Security in pyspark using extensions

Previous Topic Next Topic
 
classic Classic list List threaded Threaded
1 message Options
Reply | Threaded
Open this post in threaded view
|

Security in pyspark using extensions

Maximiliano Patricio Méndez
Hi,

I'm trying to build an authorization/security extension for spark using the hooks provided in SPARK-18127 (https://issues.apache.org/jira/browse/SPARK-18127).

The problem I've encountered is that those hooks aren't available for pyspark, as the exensions are loaded in the getOrCreate method of the SparkSession (https://github.com/apache/spark/blob/v2.3.1/sql/core/src/main/scala/org/apache/spark/sql/SparkSession.scala#L937-L953) and the SparkSession used for pyspark is created through the constructor using py4j which initializes the extensions, but it never adds configured values to it.

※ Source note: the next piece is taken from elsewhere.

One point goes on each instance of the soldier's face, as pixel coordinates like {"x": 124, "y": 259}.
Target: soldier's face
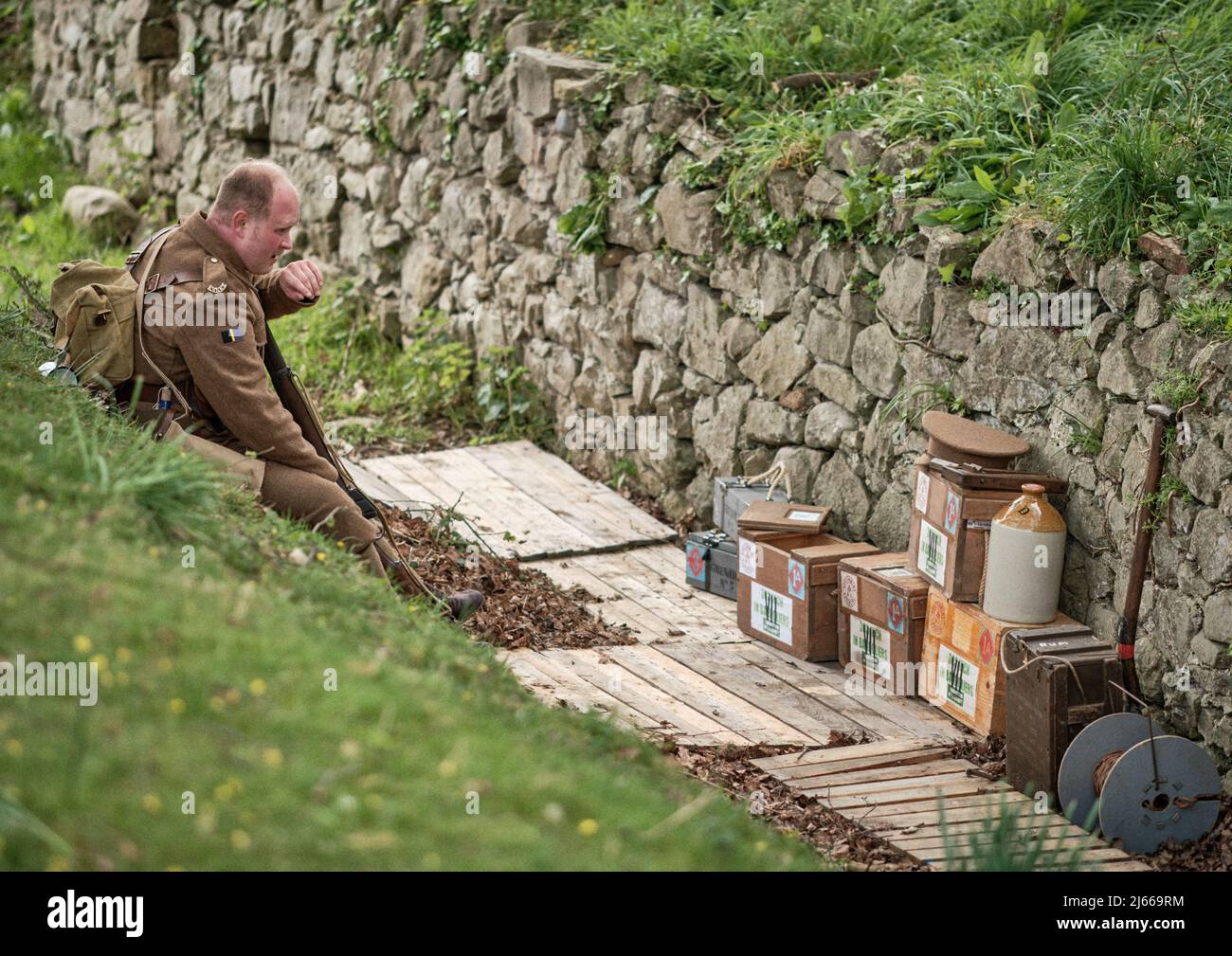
{"x": 262, "y": 242}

(I'm pointing to the latest stable release (2.3.1) but this is also the case in master at the moment.)

I haven't found a jira issue or info in the mailing list regarding this, but wanted to check if this is something that we could hopefuly push to newer releases to maintain consistency of the extensions feature across python/scala.

Do you think this is worth a jira issue? I can provide a very small patch if that helps.

Thanks,
Maximiliano